Wednesday, June 9th 2021
Harris visits Mexico
USA wants to combat the causes of flight
Tens of thousands of people try to enter the US illegally every month. So that the refugees do not even leave their home countries, the USA and Mexico want to combat the causes of flight. This includes the fight against people, drugs and weapons smuggling.
During US Vice President Kamala Harris’s first trip abroad to Mexico, the two neighboring countries agreed to work more closely together on issues such as migration. Representatives of both governments signed a declaration of intent in Mexico City, in the presence of Harris and the Mexican President Andrés Manuel López Obrador, to jointly combat the causes of displacement in Central America.
With programs to promote agricultural development and empower young people, the North American neighbors want to offer the residents of Guatemala, Honduras and El Salvador better economic prospects. The majority of the tens of thousands of people who irregularly attempt to enter the United States via Mexico each month come from either one of these three countries or from Mexico itself.
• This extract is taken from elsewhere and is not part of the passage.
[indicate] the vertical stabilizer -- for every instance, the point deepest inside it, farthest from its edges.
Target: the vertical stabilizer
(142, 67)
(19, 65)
People often emigrate due to a lack of prospects due to poverty and corruption, but they also suffer from violence by criminal groups, drought, malnutrition and the consequences of natural disasters. US President Joe Biden has put Harris in charge of curbing illegal migration on the US southern border.
Fight against people, drugs and weapons smuggling
Harris’ two-day trip began in Guatemala on Monday. There she had said to people willing to migrate: “Don’t come.” Most people didn’t want to leave their homes, she said. You have to give them hope. In Guatemala, among other things, she had announced efforts to combat corruption.
After talks with López Obrador and other Mexican government representatives and also with entrepreneurs and trade unionists, Harris announced further joint projects. Among other things, the aim is to fight against people, drugs and weapons smuggling. In addition, the United States wants to support Mexico with the implementation of labor market reforms with 130 million dollars (around 107 million euros) and help clarify the fate of more than 88,000 people who have disappeared. Further high-level discussions on economic and security issues were also agreed.